Najgłośniejsza sprawa dotyczy oszustw, jakich w tym czasie dopuściła się naczelnik wydziału finansowego Gizela K., oskarżona obecnie przez Prokuraturę Rejonową o zagarnięcie mienia w kwocie ponad 100 tys. zł. W tej sprawie, o której pisaliśmy obszernie na łamach Nowin Raciborskich, zawiódł system kontroli wewnętrznej. Gizela K. wprowadziła w błąd zarówno najwyższe władze miasta oraz skarbników pełniących w tym czasie te obowiązki. Rzecz dotyczy bezpodstawnego i niezgodnego z regulaminem wypłacania pożyczek z zakładowego funduszu świadczeń socjalnych. K., która nadzorowała ZFŚS, doprowadziła do wypłacenia jej kilkunastu pożyczek, w kwocie nawet 6 tys. zł jednorazowo, wprowadzając w błąd osoby, których kontrasygnaty były wymagane przed wypłatą pieniędzy oraz nie wciągając swoich zobowiązań na listę wierzytelności miasta.

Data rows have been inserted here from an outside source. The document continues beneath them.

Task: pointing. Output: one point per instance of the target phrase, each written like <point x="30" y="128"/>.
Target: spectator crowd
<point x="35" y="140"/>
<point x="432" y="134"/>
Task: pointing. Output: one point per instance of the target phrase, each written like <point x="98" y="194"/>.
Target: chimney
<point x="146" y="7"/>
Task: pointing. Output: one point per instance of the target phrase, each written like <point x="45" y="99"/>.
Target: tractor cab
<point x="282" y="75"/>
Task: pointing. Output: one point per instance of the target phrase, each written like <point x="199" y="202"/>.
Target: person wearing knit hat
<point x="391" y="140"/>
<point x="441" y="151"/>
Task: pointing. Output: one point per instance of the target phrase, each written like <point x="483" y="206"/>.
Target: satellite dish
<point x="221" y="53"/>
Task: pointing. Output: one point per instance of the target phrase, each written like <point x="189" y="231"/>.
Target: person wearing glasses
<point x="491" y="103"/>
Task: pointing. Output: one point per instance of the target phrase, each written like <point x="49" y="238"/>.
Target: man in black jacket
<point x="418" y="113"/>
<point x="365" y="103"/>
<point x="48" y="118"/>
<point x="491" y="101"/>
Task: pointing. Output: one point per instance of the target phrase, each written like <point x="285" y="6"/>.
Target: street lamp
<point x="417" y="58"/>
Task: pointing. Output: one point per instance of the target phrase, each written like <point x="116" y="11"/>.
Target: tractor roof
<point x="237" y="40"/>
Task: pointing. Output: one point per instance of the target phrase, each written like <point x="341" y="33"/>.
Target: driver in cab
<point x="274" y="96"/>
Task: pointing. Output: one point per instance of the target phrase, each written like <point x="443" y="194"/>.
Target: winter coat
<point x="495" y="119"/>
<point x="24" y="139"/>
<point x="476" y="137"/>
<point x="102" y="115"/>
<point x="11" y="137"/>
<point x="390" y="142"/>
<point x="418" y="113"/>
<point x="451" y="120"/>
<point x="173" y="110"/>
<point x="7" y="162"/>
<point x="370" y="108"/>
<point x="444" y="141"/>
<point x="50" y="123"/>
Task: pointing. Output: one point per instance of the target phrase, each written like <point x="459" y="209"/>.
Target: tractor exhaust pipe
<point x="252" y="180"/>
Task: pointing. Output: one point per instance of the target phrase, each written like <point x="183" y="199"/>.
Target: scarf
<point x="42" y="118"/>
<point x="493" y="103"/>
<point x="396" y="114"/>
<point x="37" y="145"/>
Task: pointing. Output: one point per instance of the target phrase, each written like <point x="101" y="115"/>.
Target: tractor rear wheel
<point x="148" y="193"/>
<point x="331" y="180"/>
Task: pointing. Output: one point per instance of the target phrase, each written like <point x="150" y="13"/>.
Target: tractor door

Jakkolwiek w sprawie Gizeli K. decydenci i urzędnicy zostali wprowadzeni w błąd, a zarzucić im można brak działań na rzecz stworzenia szczelnego systemu udzielania i rozliczania pożyczek, to kolejne nieprawidłowości i uchybienia wskazane przez RIO, związane są wprost z nieznajomością przepisów lub zaniechaniem ich wykonywania. Chodzi m.in. o: zaniechanie wyboru banku obsługującego miasto w trybie ustawy o zamówieniach publicznych, nieterminowe podejmowanie egzekucji nie wpłaconych podatków, zaniechanie wszczynania postępowań skarbowych w przypadkach nie składania lub nieterminowych deklaracji podatkowych, wydawanie decyzji o umorzeniu podatków i rozkładanie ich płatności na raty bez umocowania prawnego, niezgodne z prawem dofinansowanie Raciborskiego Funduszu Lokalnego oraz Miejskiego Klubu Zapaśniczego „Unia” a także Ośrodka Sportu i Rekreacji (tu dotacja przekroczyła ustawowe maksimum), bezprawne skonstruowanie dwóch specyfikacji przetargowych, akceptowanie w rozliczeniach dotacji faktur wystawionych przed sporządzeniem porozumieniem, w oparciu o które udzielano budżetowego wsparcia, czy udzielanie dotacji bez odpowiednich wniosków dotacjobiorcy.
Izba wezwała obecne władze miasta do usunięcia stwierdzonych uchybień i nieprawidłowości.